Der Tatablauf des betrügerischen „Cybertradings“ gestaltet sich in seiner Grundstruktur regelmäßig gleich. Die Täter spiegeln den potenziellen Kunden vor, digitale Plattformen für den Handel mit unterschiedlichsten Finanzinstrumenten (bis zu deren Untersagung vor allem binäre Optionen, nunmehr insbesondere CFDs, Forex, Kryptowährungen) zur Verfügung zu stellen.
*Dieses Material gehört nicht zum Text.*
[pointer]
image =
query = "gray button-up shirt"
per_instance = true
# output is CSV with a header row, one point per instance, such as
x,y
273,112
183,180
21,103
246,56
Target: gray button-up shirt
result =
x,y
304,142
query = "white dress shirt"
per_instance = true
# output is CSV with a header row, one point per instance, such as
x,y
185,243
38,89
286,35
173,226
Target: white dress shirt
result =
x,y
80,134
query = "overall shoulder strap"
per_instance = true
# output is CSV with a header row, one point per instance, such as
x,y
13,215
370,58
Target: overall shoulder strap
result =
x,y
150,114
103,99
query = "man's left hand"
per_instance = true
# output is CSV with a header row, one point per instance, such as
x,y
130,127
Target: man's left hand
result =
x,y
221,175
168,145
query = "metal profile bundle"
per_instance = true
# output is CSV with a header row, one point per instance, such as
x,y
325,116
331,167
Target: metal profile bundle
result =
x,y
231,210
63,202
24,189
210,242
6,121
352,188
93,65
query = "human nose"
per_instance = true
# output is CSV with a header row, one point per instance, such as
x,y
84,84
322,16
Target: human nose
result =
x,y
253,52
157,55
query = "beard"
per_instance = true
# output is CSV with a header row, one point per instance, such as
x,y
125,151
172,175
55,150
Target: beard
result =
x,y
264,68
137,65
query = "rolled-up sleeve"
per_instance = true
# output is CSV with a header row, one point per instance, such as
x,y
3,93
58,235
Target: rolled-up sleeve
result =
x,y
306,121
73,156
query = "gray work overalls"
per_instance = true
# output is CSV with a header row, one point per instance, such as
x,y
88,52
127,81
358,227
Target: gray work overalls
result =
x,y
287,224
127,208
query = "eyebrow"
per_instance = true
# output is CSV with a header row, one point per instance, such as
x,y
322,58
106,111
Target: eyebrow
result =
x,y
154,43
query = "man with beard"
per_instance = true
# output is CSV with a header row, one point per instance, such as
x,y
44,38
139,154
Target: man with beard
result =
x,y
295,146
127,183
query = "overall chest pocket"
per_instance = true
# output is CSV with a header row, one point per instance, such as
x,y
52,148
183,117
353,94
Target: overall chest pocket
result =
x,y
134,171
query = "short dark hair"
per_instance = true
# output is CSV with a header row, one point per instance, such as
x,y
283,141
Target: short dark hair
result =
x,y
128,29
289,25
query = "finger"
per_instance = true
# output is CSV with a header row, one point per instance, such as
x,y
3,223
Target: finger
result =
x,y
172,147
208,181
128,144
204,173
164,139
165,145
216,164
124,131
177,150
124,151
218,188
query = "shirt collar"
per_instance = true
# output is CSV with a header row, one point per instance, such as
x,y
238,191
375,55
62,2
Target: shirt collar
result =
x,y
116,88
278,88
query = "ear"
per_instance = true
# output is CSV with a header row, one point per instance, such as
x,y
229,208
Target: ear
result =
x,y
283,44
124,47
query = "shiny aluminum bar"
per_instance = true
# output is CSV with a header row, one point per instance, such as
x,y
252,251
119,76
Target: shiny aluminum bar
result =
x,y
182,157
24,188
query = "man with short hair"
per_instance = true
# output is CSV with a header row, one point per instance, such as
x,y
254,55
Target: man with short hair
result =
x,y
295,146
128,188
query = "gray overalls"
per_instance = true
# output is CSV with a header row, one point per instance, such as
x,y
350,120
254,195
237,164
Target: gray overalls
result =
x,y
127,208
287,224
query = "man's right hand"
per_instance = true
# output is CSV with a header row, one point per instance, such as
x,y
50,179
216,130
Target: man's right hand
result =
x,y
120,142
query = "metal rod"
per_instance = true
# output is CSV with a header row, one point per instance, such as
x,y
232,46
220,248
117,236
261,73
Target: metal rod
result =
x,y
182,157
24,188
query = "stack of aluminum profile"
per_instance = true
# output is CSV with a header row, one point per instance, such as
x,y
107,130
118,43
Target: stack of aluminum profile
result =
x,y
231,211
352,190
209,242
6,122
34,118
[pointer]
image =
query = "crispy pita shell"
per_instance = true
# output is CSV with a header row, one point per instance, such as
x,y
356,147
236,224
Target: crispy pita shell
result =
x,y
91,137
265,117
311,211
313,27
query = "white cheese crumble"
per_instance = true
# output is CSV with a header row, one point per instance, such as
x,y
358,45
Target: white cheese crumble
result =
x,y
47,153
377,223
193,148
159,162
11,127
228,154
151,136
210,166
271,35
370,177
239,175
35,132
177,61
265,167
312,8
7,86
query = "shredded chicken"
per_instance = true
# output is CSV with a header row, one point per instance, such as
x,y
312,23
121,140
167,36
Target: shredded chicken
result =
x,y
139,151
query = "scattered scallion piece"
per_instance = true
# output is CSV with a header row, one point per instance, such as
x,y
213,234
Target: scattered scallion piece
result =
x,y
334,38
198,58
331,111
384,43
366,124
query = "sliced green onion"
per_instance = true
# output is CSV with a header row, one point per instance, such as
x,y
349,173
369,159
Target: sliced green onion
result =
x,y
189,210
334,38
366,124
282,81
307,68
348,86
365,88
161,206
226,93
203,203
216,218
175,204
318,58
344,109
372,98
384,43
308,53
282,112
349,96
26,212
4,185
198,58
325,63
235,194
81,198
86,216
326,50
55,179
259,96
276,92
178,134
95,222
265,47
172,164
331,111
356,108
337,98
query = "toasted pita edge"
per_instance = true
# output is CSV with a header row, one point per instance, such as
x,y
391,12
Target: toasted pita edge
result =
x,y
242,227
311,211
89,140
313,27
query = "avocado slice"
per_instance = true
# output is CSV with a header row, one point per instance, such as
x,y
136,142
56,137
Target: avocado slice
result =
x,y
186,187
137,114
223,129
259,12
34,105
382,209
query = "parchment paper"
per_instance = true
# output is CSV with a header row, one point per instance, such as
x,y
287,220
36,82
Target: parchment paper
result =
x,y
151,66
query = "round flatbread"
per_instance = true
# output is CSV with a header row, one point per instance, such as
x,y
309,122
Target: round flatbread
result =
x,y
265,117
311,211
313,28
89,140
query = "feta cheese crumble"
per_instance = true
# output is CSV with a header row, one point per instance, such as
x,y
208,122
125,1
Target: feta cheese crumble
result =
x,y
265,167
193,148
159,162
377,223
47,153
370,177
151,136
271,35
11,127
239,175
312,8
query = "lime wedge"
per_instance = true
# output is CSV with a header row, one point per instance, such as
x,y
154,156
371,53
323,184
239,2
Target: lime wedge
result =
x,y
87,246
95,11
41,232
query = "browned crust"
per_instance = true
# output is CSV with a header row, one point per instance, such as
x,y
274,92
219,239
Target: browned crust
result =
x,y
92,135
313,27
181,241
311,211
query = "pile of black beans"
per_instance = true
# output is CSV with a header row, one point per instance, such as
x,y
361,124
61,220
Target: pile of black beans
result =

Eine Investition bzw. eine Platzierung von Optionen sowie ein Vorhalten von Anlegergeldern zur Rückzahlung bzw. zur Gewinnausschüttung finden in Wahrheit nicht statt. Die eingezahlten Gelder werden zu keinem Zeitpunkt einer Kapitalanlage zugeführt, die für den Kunden sichtbare Handelsplattform ist ebenso wie das angebliche Kundenkonto eine reine Täuschung. In einer Vielzahl von Fällen kommt es nach einzelnen missglückten angeblichen Trades zu einem Totalverlust des eingesetzten Kapitals.

Von dem Deliktsphänomen, das der internationalen organisierten Cyber-Kriminalität zuzurechnen ist, sind allein in Deutschland mehrere tausend Anleger betroffen. In zahlreichen anderen europäischen Ländern finden sich unzählige weitere Geschädigte. Das Dunkelfeld ist beträchtlich, da vielen Anlegern das hohe Verlustrisiko der gewählten Investmentart bekannt ist und sie irrtümlich davon ausgehen, dass sich eben dieses Risiko verwirklicht hat.
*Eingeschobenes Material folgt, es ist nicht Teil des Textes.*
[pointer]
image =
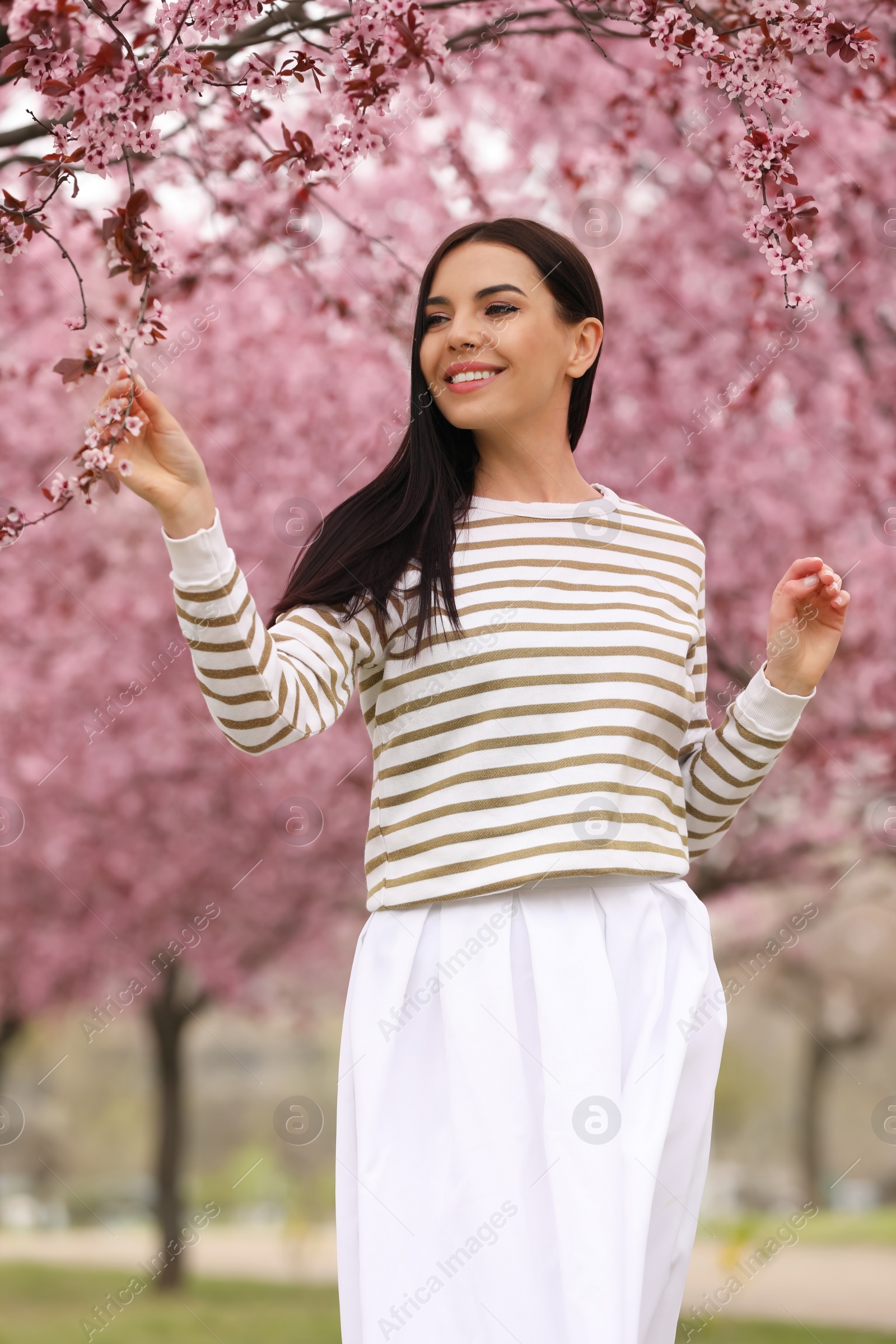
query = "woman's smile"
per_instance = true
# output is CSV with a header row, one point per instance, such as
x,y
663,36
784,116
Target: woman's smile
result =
x,y
469,375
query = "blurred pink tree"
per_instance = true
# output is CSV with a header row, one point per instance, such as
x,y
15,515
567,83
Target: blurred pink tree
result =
x,y
285,357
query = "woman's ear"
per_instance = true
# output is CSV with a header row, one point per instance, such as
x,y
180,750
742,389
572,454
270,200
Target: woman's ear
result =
x,y
587,344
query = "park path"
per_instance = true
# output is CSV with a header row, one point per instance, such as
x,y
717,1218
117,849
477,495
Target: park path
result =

Internationale Zusammenarbeit unter Beteiligung des Bundeskriminalamts sowie des Center for International Legal Cooperation

Der Erfolg des Action Days in der Republik Kosovo ist maßgeblich auf die intensive und vertrauensvolle Zusammenarbeit mit den kosovarischen Ermittlungsbehörden (“Special Prosecution Office of Kosovo” in Pristina) zurückzuführen. Wichtige Unterstützung erhielten die Bamberger und kosovarischen Staatsanwälte sowie die Ermittler aus Neu-Ulm und Pristina zudem vom Bundeskriminalamt in Wiesbaden sowie über das IPA 2019 Projekt „Countering Serious Crime in the Western Balkans“. Die bayerischen Ermittler bedanken sich bei ihren kosovarischen Partnern für die vertrauensvolle und professionelle Zusammenarbeit und die Möglichkeit, an den Maßnahmen vor Ort, teilnehmen zu dürfen. Die guten Beziehungen der Zentralstelle Cybercrime Bayern und der beteiligten Polizeidienststellen zu ihren europäischen Partnern haben sich einmal mehr als außerordentlich wertvoll erwiesen. Kriminalität macht vor Grenzen keinen Halt – eine effektive Strafverfolgung setzt deshalb auch grenzüberschreitende Zusammenarbeit voraus.

Die komplexen und aufwändigen Ermittlungen der Zentralstelle Cybercrime Bayern und der Kriminalpolizeiinspektion Neu-Ulm dauern an. Weitere Einzelheiten zum Stand des Verfahrens können, um die fortdauernden europaweiten Ermittlungen nicht zu gefährden, derzeit nicht bekannt gegeben werden.